GDM Holdings advances this direction in its 2025 patent on fast and slow adaptation for language model predictive control, which introduces an iterative in-context learning loop between a human and a robot. A generative foundation model processes human natural language feedback to predict candidate future dialog turns — each including a predicted robot action and a predicted human response — and selects actions from this candidate future. The interaction session is subsequently used as fine-tuning data for the generative model, creating a “fast and slow” adaptation dynamic: rapid in-context adaptation during deployment and slower fine-tuning between sessions. This architecture allows a robot to be taught novel tasks through conversational interaction without manual policy redesign.

Chain-of-thought reasoning has also been proposed as a mechanism to bridge high-level language instructions and low-level robot control.
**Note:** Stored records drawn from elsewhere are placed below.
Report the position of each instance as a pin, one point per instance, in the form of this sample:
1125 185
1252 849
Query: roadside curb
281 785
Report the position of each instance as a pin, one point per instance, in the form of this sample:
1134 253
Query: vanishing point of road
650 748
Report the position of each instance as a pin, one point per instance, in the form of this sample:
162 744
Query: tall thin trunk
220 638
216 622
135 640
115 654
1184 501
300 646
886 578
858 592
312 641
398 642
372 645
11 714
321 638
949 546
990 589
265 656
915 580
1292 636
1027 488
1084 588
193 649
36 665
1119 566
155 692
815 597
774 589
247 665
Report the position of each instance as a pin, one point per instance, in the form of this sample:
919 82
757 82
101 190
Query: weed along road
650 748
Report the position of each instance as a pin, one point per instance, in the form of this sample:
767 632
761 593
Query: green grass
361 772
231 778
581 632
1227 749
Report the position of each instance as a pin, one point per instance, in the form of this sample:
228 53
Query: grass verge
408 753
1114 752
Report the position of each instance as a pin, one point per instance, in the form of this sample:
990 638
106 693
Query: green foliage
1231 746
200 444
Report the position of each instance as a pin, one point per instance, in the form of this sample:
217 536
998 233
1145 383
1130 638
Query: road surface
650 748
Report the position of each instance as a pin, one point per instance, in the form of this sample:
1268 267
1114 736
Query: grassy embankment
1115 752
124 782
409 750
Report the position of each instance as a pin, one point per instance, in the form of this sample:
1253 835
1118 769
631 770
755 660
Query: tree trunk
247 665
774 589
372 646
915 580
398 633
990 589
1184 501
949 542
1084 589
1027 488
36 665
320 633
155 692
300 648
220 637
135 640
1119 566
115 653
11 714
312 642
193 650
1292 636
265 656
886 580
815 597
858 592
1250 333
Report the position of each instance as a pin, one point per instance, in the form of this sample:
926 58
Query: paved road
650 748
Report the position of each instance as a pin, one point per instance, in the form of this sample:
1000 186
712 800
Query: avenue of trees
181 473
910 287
A 2026 patent from Beijing Jijia Vision Technology describes constructing a chain-of-reasoning dataset to fine-tune a pretrained policy network, producing a strategy prediction model that outputs both interpretable chain-of-reasoning text and executable action data. The reward functions used during joint optimisation — affordance reward, trajectory consistency reward, and output format reward — are specifically designed to promote cross-task and cross-scene generalization, reducing error rates in multi-object or complex instruction scenarios. As noted by IEEE, chain-of-thought approaches have become a leading technique for improving reliability in language-conditioned robot control systems.

Key finding

LLMs enable zero-shot instruction grounding by mapping free-form natural language to feasible robot skills without per-task training data. Google LLC’s dual task-grounding and world-grounding measures provide a principled threshold mechanism that prevents the robot from attempting skills that are linguistically plausible but physically infeasible in the current scene.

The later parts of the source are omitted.